Although imprinted methylation was initially established in the mIG-DMR transgene after fertilization, this differential methylation state was lost due to de novo methylation on the maternal allele after implantation. In other words, the 2.7-kb fragment used in this study appears to lack the sequence necessary to protect the maternal sequence from global de novo methylation after implantation. It was recently reported that the IG-DMR (3306 bp) consists of two distinct functional elements: a 5ʹ sequence (at the endogenous locus; IGCGI) that is bound by Zfp57 and is important for maintaining the hypermethylation state of the paternal sequence, and a 3ʹ sequence (IGTRE) that is important for maintaining the hypomethylation state of the maternal sequence (Additional file 1: Fig. S1D) . The transgenic IG-DMR was de novo methylated after implantation in our experimental setup, possibly because the fragment we used (2,674 bp) does not contain most of the IGTRE. It was also reported that IGTRE enhances expression of the Gtl2 gene (and associated downstream transcripts) in cis at the unmethylated maternal allele. At the paternal allele, the gamete-derived, highly methylated state of the IGCGI induces methylation of the neighboring IGTRE, resulting in suppression of its enhancer activity and transcriptional repression of the Gtl2 gene in cis. Consequently, Gtl2-DMR, present at the promoter region of this gene, acquires DNA methylation after implantation . According to this model, the master regulator of genomic imprinting in the entire Dlk1-Dio3 domain is paternal IGCGI methylation, which is consistent with the observation by others that DNA methylation at repetitive sequences artificially introduced by epigenome editing spread throughout the IG-DMR in mouse embryonic stem (ES) cells . In the current study, therefore, the activity that introduced de novo DNA methylation into the paternal IGCGI of pre-implantation embryos can be viewed as part of a mechanism that increases the robustness of the imprinting mechanism in the Dlk1-Dio3 domain.
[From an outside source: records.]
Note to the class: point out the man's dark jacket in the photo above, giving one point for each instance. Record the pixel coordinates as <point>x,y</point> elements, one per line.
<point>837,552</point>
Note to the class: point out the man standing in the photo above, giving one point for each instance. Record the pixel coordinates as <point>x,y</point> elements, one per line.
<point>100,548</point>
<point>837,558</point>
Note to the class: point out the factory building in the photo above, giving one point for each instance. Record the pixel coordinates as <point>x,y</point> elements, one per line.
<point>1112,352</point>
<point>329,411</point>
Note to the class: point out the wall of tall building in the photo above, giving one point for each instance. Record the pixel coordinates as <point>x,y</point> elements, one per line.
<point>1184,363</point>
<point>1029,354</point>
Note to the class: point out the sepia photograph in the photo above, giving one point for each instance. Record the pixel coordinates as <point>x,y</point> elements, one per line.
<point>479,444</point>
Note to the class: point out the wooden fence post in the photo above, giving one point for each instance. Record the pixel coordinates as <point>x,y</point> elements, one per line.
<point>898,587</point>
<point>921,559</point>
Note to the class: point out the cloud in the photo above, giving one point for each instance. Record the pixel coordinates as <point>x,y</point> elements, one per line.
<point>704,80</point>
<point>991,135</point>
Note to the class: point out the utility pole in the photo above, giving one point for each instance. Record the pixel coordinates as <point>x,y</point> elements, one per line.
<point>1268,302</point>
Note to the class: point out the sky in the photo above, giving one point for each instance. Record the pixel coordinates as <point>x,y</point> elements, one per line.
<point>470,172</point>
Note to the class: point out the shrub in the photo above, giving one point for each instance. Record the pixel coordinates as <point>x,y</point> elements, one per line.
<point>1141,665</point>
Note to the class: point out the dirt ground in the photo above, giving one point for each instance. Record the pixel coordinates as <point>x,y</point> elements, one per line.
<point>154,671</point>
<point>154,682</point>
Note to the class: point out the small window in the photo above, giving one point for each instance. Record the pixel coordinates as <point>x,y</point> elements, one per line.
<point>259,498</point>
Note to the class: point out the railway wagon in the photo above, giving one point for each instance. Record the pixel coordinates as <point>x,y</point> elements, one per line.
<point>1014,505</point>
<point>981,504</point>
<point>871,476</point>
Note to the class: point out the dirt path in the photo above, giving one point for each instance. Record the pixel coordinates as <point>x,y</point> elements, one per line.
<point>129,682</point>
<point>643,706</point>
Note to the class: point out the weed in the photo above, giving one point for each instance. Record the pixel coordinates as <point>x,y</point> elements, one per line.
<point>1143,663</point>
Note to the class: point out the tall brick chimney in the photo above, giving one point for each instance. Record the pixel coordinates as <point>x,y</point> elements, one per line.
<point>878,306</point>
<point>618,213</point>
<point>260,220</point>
While maintenance of hypomethylation at the maternal H19 ICR is known to involve CTCF and Sox/Oct factors, the mechanism at the maternal IG-DMR is not fully understood. Analyses of the larger IG-DMR sequences containing the IGTRE, as well as truncated IGCGI sequences in our TgM, would allow us to decipher the roles of these sequences in the establishment and maintenance of imprinted methylation of IG-DMR.
Here we showed that the post-fertilization imprinted methylation we previously reported in mouse and human H19 ICRs also occurred in the mouse IG-DMR. Recently, whole-genome bisulfite sequencing analysis of a mouse pre-implantation embryo revealed that a number of genomic regions were de novo methylated on the paternal allele after fertilization . Thus, post-fertilization DNA methylation that occurs against genome-wide reprogramming activity, may be an essential mechanism ensuring accurate gene expression in the early embryos. On the other hand, a lack of the activity in the rat H19 ICR, which is highly homologous to the mouse sequence, should help to identify cis sequences responsible for the post-fertilization imprinted methylation activity. We anticipate that identification of trans-factors that bind to the sequence will advance our understanding of the molecular mechanism of imprinted methylation maintenance, which we hope will lead to a better understanding of the pathogenesis of imprinting diseases [12, 40].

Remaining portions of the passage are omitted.